Tangled clouds hung over the dark water, their hems trailing unevenly as if they’d come unstitched. There was nothing else to do but go for a drive. It was a dreary outing; mile after mile of dark water, grey trees, grey hills—and rain sluicing down the windows. All the while, Wee Nessie wobbled and goggled as if it knew something we didn’t. I wanted to throw it away but Dad said it cheered him up. Mum seemed untroubled.

Only, the following morning, she said she didn’t want to go down for breakfast. Dad promised to bring her up a pot of coffee. I was listless. I still hadn’t got anything to put in my journal apart from the receipt from lunch the day before in a dismal café where we’d been the only customers.
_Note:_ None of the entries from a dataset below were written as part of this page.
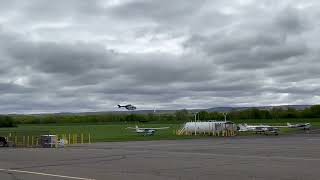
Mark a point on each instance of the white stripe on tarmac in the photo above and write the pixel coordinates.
(44, 174)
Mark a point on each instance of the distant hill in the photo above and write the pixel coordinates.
(215, 109)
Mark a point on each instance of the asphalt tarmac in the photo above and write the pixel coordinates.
(233, 158)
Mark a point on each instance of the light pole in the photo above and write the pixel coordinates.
(195, 123)
(225, 116)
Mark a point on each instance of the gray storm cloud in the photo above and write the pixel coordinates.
(79, 56)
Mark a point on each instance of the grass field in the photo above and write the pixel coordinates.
(111, 132)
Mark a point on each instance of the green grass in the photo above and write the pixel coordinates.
(115, 132)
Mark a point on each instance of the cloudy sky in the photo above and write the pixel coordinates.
(74, 55)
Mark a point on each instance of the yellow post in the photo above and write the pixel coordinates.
(28, 139)
(37, 142)
(56, 145)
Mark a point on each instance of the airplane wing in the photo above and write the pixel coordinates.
(154, 128)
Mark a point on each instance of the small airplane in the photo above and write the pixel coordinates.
(305, 126)
(128, 107)
(265, 129)
(146, 131)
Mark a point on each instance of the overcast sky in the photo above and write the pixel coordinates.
(74, 55)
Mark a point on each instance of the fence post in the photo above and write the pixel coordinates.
(81, 138)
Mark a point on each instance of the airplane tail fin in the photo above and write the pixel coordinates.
(242, 127)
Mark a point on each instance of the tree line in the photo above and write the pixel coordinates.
(274, 114)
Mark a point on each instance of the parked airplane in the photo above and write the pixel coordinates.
(305, 126)
(128, 107)
(146, 131)
(265, 129)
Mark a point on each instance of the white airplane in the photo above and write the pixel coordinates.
(146, 131)
(305, 126)
(265, 129)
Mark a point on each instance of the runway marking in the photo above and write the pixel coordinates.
(45, 174)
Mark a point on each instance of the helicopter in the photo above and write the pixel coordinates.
(128, 107)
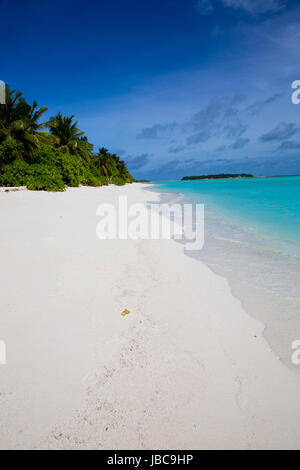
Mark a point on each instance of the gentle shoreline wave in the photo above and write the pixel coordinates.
(265, 279)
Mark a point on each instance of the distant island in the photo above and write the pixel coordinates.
(215, 177)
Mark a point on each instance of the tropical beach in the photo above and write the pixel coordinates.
(188, 368)
(150, 221)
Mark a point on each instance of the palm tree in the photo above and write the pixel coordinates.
(20, 122)
(69, 138)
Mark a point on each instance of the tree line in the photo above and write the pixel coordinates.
(53, 154)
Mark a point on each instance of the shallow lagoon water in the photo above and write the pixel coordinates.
(252, 237)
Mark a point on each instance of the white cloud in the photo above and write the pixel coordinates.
(206, 7)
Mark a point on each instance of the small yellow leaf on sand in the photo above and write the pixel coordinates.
(125, 312)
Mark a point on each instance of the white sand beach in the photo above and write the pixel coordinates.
(188, 368)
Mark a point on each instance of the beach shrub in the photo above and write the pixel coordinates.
(50, 160)
(46, 178)
(118, 181)
(10, 150)
(15, 174)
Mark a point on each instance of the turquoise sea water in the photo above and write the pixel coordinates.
(269, 207)
(252, 237)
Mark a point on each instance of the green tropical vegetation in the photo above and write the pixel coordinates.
(53, 154)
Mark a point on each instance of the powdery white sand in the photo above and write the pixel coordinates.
(187, 369)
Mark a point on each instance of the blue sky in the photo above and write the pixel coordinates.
(176, 87)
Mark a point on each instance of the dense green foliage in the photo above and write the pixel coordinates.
(51, 155)
(215, 177)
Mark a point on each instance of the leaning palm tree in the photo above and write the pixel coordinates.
(68, 138)
(19, 122)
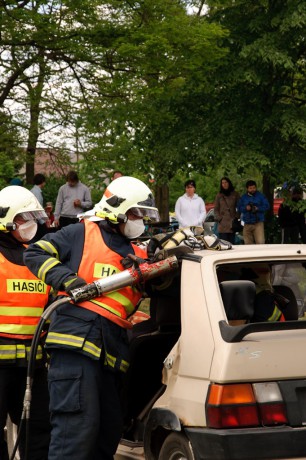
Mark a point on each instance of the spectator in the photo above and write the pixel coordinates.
(291, 220)
(252, 207)
(225, 209)
(116, 174)
(16, 181)
(190, 208)
(49, 212)
(73, 198)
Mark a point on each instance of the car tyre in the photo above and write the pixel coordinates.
(176, 447)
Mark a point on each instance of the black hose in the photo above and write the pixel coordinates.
(25, 416)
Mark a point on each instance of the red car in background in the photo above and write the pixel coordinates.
(276, 204)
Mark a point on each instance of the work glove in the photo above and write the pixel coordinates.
(73, 282)
(172, 240)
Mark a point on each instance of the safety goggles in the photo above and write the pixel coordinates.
(32, 215)
(146, 214)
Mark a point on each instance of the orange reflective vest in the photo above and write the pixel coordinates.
(99, 261)
(22, 300)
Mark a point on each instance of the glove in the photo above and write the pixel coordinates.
(172, 240)
(73, 282)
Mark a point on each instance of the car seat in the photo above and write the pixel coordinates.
(287, 302)
(238, 299)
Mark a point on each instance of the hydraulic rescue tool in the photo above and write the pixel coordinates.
(137, 274)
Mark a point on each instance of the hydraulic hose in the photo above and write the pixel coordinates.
(129, 277)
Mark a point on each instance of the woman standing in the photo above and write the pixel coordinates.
(225, 209)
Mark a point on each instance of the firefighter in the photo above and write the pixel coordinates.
(89, 345)
(22, 300)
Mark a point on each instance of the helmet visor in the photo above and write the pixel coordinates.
(33, 215)
(151, 215)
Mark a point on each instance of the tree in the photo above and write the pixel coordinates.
(159, 65)
(258, 109)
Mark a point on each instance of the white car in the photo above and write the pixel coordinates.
(212, 381)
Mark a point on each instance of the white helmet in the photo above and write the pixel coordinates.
(18, 200)
(124, 194)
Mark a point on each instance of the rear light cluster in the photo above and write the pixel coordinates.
(245, 405)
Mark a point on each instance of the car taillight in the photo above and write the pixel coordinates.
(270, 403)
(245, 404)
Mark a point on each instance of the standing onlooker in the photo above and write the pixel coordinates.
(190, 208)
(225, 209)
(116, 174)
(73, 198)
(252, 207)
(292, 221)
(22, 300)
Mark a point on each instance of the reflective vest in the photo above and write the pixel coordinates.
(102, 262)
(22, 300)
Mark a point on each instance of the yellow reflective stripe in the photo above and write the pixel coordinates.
(18, 329)
(9, 352)
(107, 307)
(48, 247)
(111, 360)
(123, 300)
(25, 286)
(89, 347)
(21, 311)
(46, 266)
(18, 351)
(65, 339)
(124, 366)
(275, 315)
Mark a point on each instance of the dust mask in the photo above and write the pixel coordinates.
(27, 230)
(133, 228)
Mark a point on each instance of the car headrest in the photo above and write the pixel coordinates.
(238, 299)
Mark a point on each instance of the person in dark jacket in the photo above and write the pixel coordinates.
(252, 207)
(291, 220)
(88, 344)
(22, 300)
(226, 209)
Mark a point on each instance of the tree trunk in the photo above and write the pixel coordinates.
(162, 201)
(35, 94)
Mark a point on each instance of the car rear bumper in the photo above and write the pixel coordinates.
(248, 444)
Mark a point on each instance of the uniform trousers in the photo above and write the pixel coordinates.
(12, 390)
(86, 415)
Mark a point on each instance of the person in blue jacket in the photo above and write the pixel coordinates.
(252, 207)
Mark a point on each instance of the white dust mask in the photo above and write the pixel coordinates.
(27, 230)
(134, 228)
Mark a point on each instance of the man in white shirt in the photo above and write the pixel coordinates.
(190, 208)
(72, 199)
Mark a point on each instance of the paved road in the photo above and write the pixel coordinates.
(127, 453)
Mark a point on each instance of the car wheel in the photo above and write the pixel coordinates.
(176, 447)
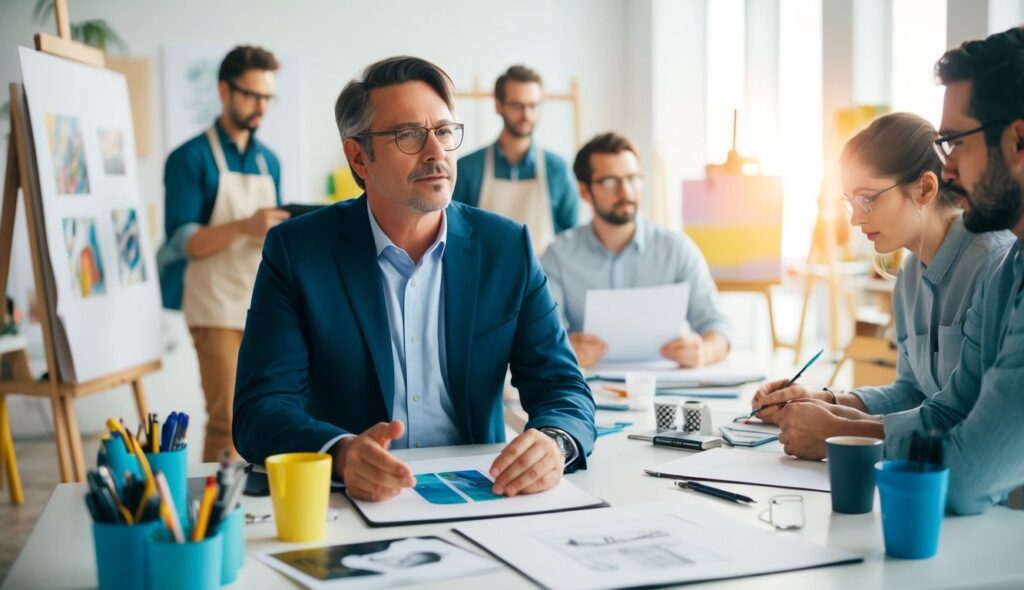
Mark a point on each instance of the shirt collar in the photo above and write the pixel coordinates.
(383, 243)
(527, 160)
(639, 241)
(948, 252)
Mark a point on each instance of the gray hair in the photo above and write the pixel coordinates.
(353, 113)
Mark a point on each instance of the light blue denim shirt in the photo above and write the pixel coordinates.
(981, 408)
(930, 304)
(578, 262)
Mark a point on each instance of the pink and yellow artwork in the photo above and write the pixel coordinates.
(84, 260)
(736, 220)
(68, 152)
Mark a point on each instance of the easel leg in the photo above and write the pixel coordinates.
(74, 437)
(60, 434)
(9, 460)
(143, 408)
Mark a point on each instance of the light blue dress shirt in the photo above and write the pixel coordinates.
(981, 409)
(930, 304)
(414, 297)
(577, 262)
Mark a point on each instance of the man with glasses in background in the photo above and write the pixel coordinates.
(389, 321)
(617, 250)
(222, 194)
(514, 176)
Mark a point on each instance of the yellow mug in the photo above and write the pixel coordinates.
(300, 490)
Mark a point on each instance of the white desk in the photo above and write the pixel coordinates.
(974, 552)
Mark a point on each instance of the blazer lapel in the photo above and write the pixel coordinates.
(355, 256)
(461, 277)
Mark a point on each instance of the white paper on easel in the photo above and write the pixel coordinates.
(452, 481)
(643, 546)
(750, 466)
(100, 256)
(636, 323)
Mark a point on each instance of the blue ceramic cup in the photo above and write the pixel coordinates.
(174, 466)
(851, 472)
(912, 506)
(121, 554)
(231, 530)
(175, 565)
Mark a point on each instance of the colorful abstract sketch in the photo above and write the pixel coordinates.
(83, 257)
(130, 264)
(112, 148)
(68, 151)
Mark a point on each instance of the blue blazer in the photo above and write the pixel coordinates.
(315, 359)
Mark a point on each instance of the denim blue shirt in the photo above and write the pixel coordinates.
(577, 262)
(561, 185)
(981, 408)
(190, 182)
(930, 304)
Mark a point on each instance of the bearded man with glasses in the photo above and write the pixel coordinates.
(617, 250)
(389, 321)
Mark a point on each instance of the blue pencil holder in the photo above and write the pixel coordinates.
(231, 531)
(121, 554)
(193, 565)
(174, 466)
(119, 460)
(913, 504)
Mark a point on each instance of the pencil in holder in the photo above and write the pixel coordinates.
(174, 466)
(119, 460)
(194, 565)
(121, 554)
(230, 530)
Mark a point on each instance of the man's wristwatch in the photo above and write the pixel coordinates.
(565, 444)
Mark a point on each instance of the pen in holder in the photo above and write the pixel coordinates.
(174, 466)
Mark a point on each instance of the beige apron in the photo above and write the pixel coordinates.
(524, 201)
(218, 288)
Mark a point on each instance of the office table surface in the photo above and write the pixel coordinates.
(982, 551)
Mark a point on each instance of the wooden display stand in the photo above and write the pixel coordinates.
(20, 173)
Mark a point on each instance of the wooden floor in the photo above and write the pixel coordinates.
(37, 462)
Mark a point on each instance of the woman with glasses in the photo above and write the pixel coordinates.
(890, 173)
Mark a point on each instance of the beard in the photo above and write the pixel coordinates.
(996, 201)
(609, 216)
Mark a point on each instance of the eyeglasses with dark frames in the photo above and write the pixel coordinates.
(251, 95)
(412, 140)
(945, 144)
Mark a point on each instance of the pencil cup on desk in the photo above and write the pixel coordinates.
(174, 466)
(121, 554)
(300, 490)
(196, 565)
(116, 456)
(230, 530)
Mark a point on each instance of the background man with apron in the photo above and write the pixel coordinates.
(514, 177)
(222, 194)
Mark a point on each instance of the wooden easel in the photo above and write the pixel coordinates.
(478, 93)
(22, 173)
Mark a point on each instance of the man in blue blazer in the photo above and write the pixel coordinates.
(391, 320)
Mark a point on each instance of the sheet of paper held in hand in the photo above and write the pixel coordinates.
(750, 466)
(456, 489)
(645, 545)
(636, 323)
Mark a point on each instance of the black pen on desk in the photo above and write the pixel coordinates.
(723, 494)
(791, 382)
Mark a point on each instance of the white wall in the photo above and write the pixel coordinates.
(586, 39)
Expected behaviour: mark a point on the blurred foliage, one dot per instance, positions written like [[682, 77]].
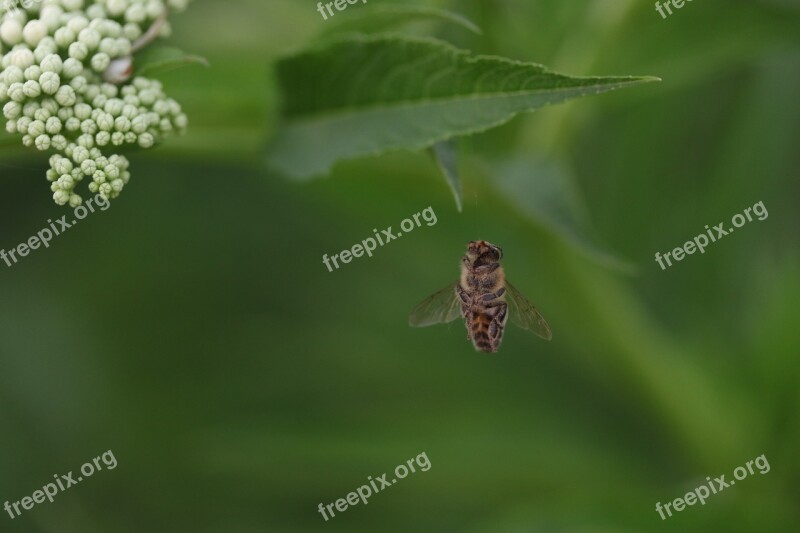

Dad, at least, hadn’t lost his appetite and while he munched his toast, he chatted to Moira who seemed to have nothing else to do. ‘Would you mind if I took some photographs of you?’ he said.

‘Me? Why?’ She lifted her chin and widened her glassy eyes.

‘Because you’re beautiful,’ Dad said, in a low voice that was somehow not his own.

I stood up, knocking the spoon out of my empty porridge bowl. It clattered to the floor. ‘I’ll take Mum her coffee.’ Dad had forgotten.

The rain didn’t let up that day or the next. Mum stayed in the bedroom with a sketchbook open on her lap, staring at the loch, her pencil immobile in her hand, the paper bare.

Once again, Dad set up his tripod in Moira’s private sitting-room. I watched for a while. Neither paid me any attention. Dad snapped away, sounding like one of those prancing fashion-photographers he so despised. ‘Turn your head…look at the camera…lovely…make love to it...that’s it…perfect…’

They didn’t see me slip away.

And so it went on until the morning of the day we were due to leave. Something felt strange when I woke up. The curtains were open and the rain had stopped. The double-bed was empty. I quickly dressed and ran down to the dining-room. Moira was standing alone by the window, staring at the loch.

‘Where are they?’

‘Who, dear?’ she said, without turning.

‘Mum and Dad!’ Was I screaming? I can’t remember.

‘Oh, them?’ She shrugged.

I stumbled outside and bumped into Dad on his way back in, his camera slung round his neck. He was whistling. ‘I saw an osprey catch a fish. Got a great shot.’

‘Where’s Mum?’

‘Isn’t she…?

‘No.’

He ran towards the loch. He was gone for ages but came back shaking his head. He called the police.

They found her body at dusk, caught in a clump of submerged roots further downstream. There were stones in her pockets.

Green stones.

‘Hookers Green,’ Dad said. And then he wept.